Hidden Relation between Reflection Amplitudes and Thermodynamic Bethe Ansatz

TL;DR

This paper demonstrates a deep connection between reflection amplitudes in (super-)Liouville theory and thermodynamic Bethe ansatz calculations for quantum integrable models, revealing their complementary nature and mutual validation.

Contribution

It establishes a novel link between reflection amplitudes and TBA equations, providing a unified understanding of scaling functions in quantum integrable models.

Findings

Numerical TBA matches reflection amplitude predictions.

Reflection amplitudes confirm the analytic structure of TBA equations.

Quantization conditions depend on system size and reflection amplitudes.

Abstract

In this paper we compute the scaling functions of the effective central charges for various quantum integrable models in a deep ultraviolet region $R\to 0$ using two independent methods.
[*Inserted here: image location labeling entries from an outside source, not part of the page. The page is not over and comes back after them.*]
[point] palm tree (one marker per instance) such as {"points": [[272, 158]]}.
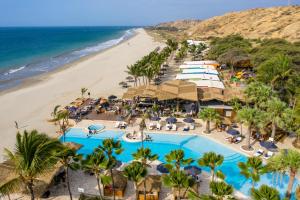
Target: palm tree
{"points": [[110, 149], [83, 91], [290, 121], [298, 192], [248, 116], [62, 117], [135, 172], [176, 159], [274, 109], [286, 161], [258, 93], [208, 114], [54, 113], [33, 156], [69, 159], [211, 160], [178, 180], [265, 192], [221, 190], [133, 70], [96, 163], [252, 169], [145, 155]]}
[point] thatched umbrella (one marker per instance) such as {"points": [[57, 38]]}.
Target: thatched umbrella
{"points": [[73, 145], [153, 184], [178, 89], [120, 181], [41, 184]]}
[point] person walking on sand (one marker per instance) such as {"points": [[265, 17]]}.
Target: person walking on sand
{"points": [[16, 125]]}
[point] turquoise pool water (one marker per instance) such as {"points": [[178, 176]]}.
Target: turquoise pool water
{"points": [[194, 147]]}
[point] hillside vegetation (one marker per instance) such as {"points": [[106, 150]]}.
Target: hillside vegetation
{"points": [[262, 23]]}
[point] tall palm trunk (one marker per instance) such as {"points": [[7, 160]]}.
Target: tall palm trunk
{"points": [[30, 187], [291, 183], [178, 193], [99, 188], [135, 81], [136, 191], [113, 183], [207, 126], [273, 130], [68, 182], [249, 137], [144, 182]]}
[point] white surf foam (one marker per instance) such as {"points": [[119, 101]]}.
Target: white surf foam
{"points": [[11, 71]]}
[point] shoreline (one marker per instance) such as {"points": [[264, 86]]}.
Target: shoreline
{"points": [[36, 79], [31, 104]]}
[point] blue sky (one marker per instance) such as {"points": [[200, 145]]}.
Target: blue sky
{"points": [[118, 12]]}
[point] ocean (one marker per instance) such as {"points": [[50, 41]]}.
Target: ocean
{"points": [[30, 51]]}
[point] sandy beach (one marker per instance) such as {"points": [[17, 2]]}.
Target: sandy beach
{"points": [[31, 106]]}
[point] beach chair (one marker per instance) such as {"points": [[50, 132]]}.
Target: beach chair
{"points": [[174, 127], [258, 153], [192, 127], [123, 125], [151, 125], [186, 128], [158, 126], [117, 125], [168, 127], [268, 155], [238, 139]]}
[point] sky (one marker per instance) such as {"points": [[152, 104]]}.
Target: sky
{"points": [[118, 12]]}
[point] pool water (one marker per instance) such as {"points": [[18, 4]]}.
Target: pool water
{"points": [[193, 146]]}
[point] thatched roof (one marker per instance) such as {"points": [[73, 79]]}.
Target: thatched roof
{"points": [[153, 184], [178, 89], [224, 95], [41, 184], [174, 89], [73, 145], [194, 188], [120, 180]]}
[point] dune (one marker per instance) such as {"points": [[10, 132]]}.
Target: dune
{"points": [[31, 104]]}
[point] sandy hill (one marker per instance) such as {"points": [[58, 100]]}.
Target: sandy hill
{"points": [[275, 22]]}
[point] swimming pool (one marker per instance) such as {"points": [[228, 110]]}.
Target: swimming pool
{"points": [[194, 147]]}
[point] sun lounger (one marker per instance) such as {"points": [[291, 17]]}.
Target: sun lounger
{"points": [[186, 128], [168, 127], [117, 125], [258, 153], [151, 126], [192, 126], [158, 126], [268, 155], [237, 140], [174, 127], [123, 125]]}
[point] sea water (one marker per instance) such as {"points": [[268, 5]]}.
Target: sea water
{"points": [[29, 51]]}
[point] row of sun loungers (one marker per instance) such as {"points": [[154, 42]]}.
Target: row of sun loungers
{"points": [[121, 125], [170, 127], [261, 152], [234, 140]]}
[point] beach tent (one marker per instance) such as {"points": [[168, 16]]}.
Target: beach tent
{"points": [[196, 67], [200, 71], [202, 62], [120, 184], [178, 89], [212, 77], [41, 183], [141, 91], [153, 187], [209, 83]]}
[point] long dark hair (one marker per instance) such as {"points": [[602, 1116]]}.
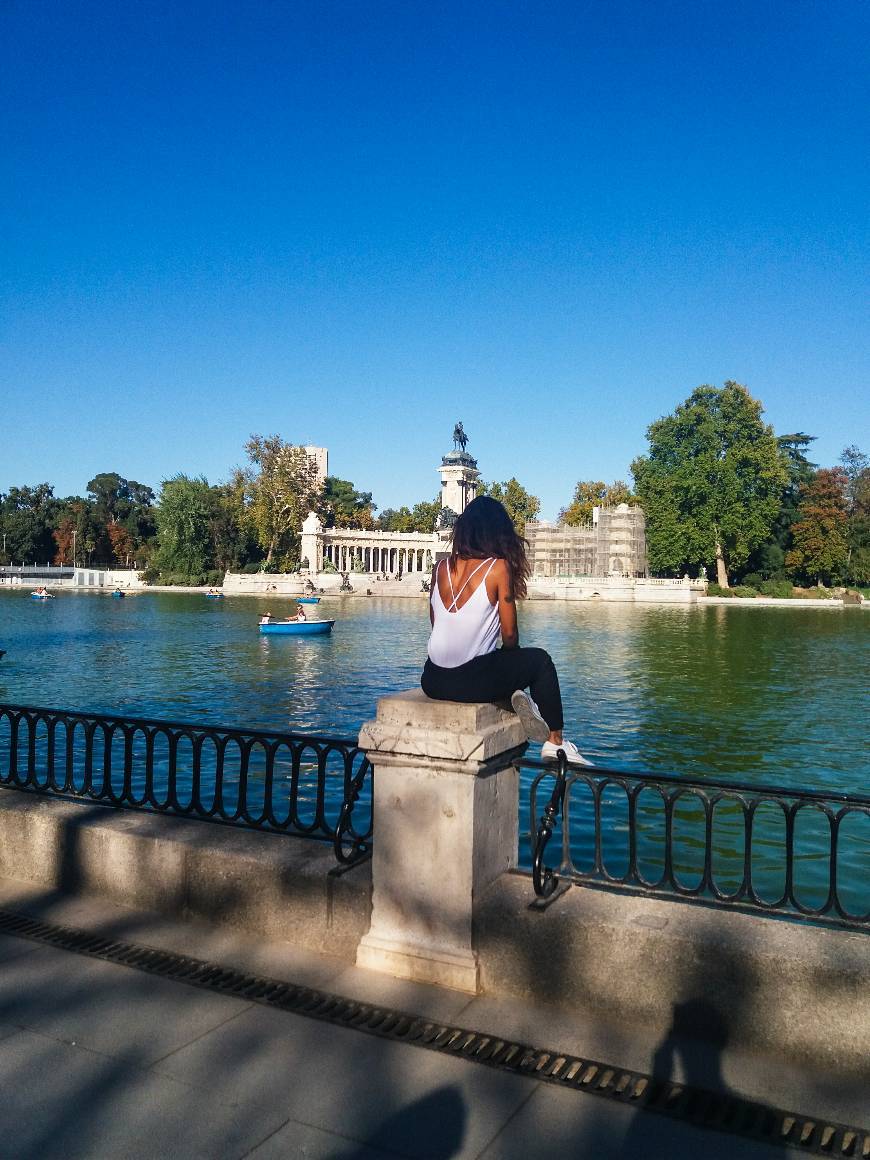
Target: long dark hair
{"points": [[486, 529]]}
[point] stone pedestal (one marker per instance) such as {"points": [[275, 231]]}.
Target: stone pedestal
{"points": [[446, 827]]}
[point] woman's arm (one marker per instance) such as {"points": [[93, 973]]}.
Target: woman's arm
{"points": [[507, 604]]}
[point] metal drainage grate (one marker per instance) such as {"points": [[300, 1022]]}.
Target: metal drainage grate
{"points": [[720, 1111]]}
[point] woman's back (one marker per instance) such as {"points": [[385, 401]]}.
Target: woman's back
{"points": [[464, 620]]}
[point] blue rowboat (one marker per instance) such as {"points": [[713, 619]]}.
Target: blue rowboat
{"points": [[297, 628]]}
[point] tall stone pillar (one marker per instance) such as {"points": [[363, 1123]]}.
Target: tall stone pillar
{"points": [[446, 826], [311, 546]]}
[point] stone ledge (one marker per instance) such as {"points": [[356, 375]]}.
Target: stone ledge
{"points": [[263, 883], [411, 724]]}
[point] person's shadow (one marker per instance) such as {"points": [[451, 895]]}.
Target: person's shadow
{"points": [[690, 1053], [432, 1126]]}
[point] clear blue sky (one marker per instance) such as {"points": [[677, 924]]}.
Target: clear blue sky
{"points": [[353, 223]]}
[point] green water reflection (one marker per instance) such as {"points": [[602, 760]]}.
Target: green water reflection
{"points": [[775, 696]]}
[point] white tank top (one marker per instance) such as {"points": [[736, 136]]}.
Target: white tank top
{"points": [[458, 635]]}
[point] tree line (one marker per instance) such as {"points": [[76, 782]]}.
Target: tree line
{"points": [[719, 488]]}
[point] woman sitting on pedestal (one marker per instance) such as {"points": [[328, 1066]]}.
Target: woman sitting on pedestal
{"points": [[471, 606]]}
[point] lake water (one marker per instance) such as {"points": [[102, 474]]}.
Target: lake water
{"points": [[774, 696], [770, 695]]}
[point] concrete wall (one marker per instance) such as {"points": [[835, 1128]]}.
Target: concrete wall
{"points": [[262, 883], [794, 991]]}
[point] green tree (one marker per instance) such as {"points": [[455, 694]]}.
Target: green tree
{"points": [[281, 492], [858, 530], [182, 527], [768, 559], [711, 483], [345, 507], [230, 531], [396, 519], [420, 519], [521, 505], [122, 504], [856, 466], [820, 548], [592, 493], [27, 522]]}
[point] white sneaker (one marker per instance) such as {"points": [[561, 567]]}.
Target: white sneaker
{"points": [[550, 751], [529, 713]]}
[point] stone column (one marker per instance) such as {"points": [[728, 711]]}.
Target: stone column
{"points": [[446, 827]]}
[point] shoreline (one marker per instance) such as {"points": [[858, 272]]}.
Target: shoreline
{"points": [[394, 592]]}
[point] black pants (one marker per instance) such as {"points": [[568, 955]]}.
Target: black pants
{"points": [[494, 676]]}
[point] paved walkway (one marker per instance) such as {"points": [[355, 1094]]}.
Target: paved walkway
{"points": [[107, 1061]]}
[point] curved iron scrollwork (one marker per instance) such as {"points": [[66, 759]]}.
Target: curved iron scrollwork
{"points": [[769, 849], [544, 879], [282, 783], [360, 843]]}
One is based on the ``reflection amplitudes'' of the (super-)Liouville field theory where the scaling functions are given by the conjugate momentum to the zero-modes. The conjugate momentum is quantized for the sinh-Gordon, the Bullough-Dodd, and the super sinh-Gordon models where the quantization conditions depend on the size $R$ of the system and the reflection amplitudes. The other method is to solve the standard thermodynamic Bethe ansatz (TBA) equations for the integrable models in a perturbative series of $1/(const. - \ln R)$. The constant factor which is not fixed in the lowest order computations can be identified {\it only when} we compare the higher order corrections with the quantization conditions. Numerical TBA analysis shows a perfect match for the scaling functions obtained by the first method. Our results show that these two methods are complementary to each other. While the reflection amplitudes are confirmed by the numerical TBA analysis, the analytic structures of the TBA equations become clear only when the reflection amplitudes are introduced.